Arafat, PLO und Tschechoslowakei

Für die einen ein Held, für die anderen ein Terrorist. Die Rede ist vom PLO-Chef Jasir Arafat, dessen Tod offiziell in den frühen Morgenstunden verkündet wurde. Nun streiten sich die Geister schon lange über die Bedeutung dieses kontroversen Mannes, doch erst die Zeit wird wohl zeigen, mit welchem Attribut er in die Geschichte eingeht. Weniger bekannt ist, dass Arafat stellvertretend für die PLO vor 1989 eine wirksame Unterstützung seitens der damaligen Tschechoslowakei erfahren hat. Mehr erfahren Sie von Jitka Mladkova:

Jasir Arafat und Bill Clinton
Jasir Arafat, der Mann mit dem charakteristischen schwarz-weißen Kopftuch und der Uniform, war insgesamt zehn Mal zu Gast in der kommunistischen Tschechoslowakei. Hier fand er sowohl die politische und als auch die finanzielle Unterstützung. Nur wenige wussten bis vor kurzem, dass Arafats "Logo", nämlich die erwähnte Kopfbedeckung, eben in der tschechoslowakischen Hauptstadt Prag seinen Anfang hatte. 1956 nahm der PLO-Chef an einem Treffen des Internationalen Studentenverbandes mit Sitz in Prag teil und setzte sich hier, wie die Verfasser seines Curriculum vitae Andrew Gowers und Tony Walker behaupten, das arabische Kopftuch, damals aber noch schneeweiß, zum allerersten Mal auf. Ein Jahr später folgten ihm auch schon seine Genossen.

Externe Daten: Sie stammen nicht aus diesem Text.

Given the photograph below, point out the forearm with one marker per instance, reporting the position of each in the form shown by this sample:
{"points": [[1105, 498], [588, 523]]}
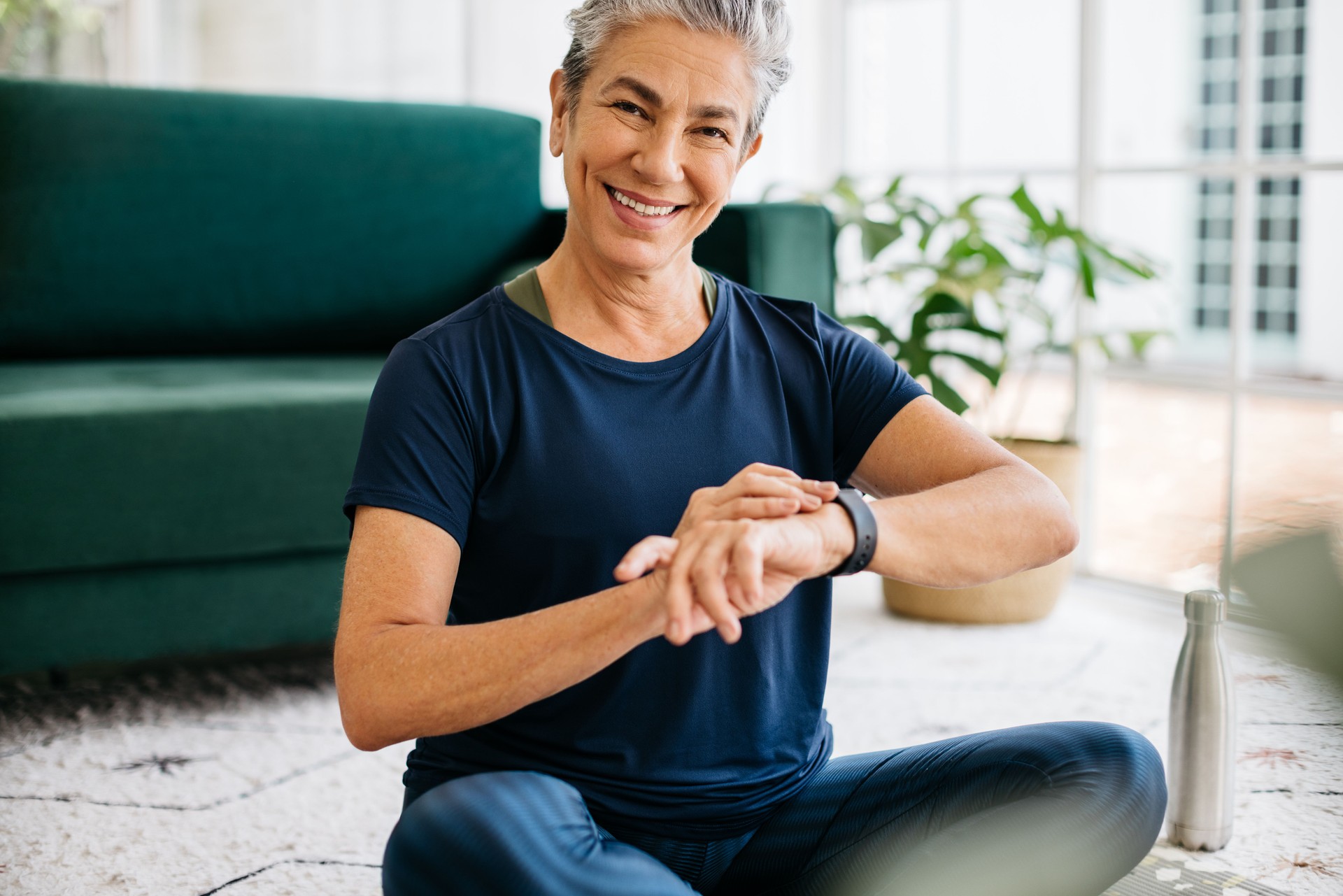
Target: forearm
{"points": [[402, 681], [983, 527]]}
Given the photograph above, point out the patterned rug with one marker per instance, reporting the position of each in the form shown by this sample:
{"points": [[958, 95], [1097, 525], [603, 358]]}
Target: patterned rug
{"points": [[238, 779]]}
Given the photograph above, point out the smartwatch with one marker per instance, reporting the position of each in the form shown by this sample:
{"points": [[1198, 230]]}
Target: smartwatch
{"points": [[864, 528]]}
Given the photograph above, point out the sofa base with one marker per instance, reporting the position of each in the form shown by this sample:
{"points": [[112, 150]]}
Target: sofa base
{"points": [[185, 610]]}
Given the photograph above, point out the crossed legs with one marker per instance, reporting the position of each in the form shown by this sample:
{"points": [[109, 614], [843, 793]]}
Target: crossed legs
{"points": [[1058, 809]]}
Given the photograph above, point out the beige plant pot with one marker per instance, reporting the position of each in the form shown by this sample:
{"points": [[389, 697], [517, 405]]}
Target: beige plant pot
{"points": [[1018, 598]]}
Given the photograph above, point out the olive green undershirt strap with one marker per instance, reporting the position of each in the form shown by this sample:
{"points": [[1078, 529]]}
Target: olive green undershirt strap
{"points": [[525, 292]]}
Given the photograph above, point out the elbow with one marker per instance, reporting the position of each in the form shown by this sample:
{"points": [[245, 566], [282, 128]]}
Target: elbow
{"points": [[359, 715], [362, 735], [1067, 535]]}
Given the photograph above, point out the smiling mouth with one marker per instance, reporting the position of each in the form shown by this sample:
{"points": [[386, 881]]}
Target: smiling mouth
{"points": [[648, 211]]}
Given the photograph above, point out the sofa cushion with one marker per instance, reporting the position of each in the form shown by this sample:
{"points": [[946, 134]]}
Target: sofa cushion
{"points": [[156, 222], [118, 464]]}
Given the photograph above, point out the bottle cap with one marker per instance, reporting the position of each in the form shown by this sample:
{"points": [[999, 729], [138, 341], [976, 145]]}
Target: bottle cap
{"points": [[1205, 606]]}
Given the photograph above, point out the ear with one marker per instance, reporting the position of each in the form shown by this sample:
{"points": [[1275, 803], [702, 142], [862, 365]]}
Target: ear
{"points": [[751, 151], [559, 112]]}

Zum letzten Mal besuchte Jasir Arafat die Tschechoslowakei im Oktober 1989. Für die Partei- und Staatsführung fand er in einem Interview für das kommunistische Presseorgan Rude pravo nur Lobworte, Zitat:

"Ich muss die prinzipielle Einstellung der Tschechoslowakei, ihres Volkes und der Staatsführung zu der Palästinenserfrage hervorheben. Wir fühlen uns verbunden für eure Unterstützung der gerechten Sache des palästinensischen Volkes. Es wird nicht umsonst gesagt, erst in der Not erkennt man den Freund. Und den haben wir in der Tschechoslowakei gefunden."

Jasir Arafat
Jasir Arafat besuchte die Tschechoslowakei im April 1990. Der Besuch erfolgte auf Einladung von Präsident Vaclav Havel und rief auch negative Reaktionen in der tschechischen Politischen Landschaft hervor. Diese gab es aber auch wesentlich später zu verzeichnen. Großes Aufsehen hat z.B. der frühere Premier Milos Zeman im Frühjahr 2002 ausgelöst, als er sagte, die Palästinenser hätten kein Recht auf einen unabhängigen Staat so lange sie ihre terroristischen Aktionen gegen Israel nicht eingestellt haben, genauso, wie 1938 die Sudetendeutschen kein Recht auf den Anschluss an Deutschland gehabt hätten. Um eine kurze Einschätzung des Verhältnisses der kommunistischen CSSR zu der palästinensischen Frage baten wir Dr. Petr Drulak, Direktor des Instituts für internationale Beziehungen in Prag:

"Die Unterstützung beruhte darauf, dass die damalige Tschechoslowakei die Bewegung der Palästinenser als Bestandteil ihres Befreiungskampfes wahrgenommen und qualifiziert hat, und insofern auch als Bestandteil eines revolutionären Prozesses."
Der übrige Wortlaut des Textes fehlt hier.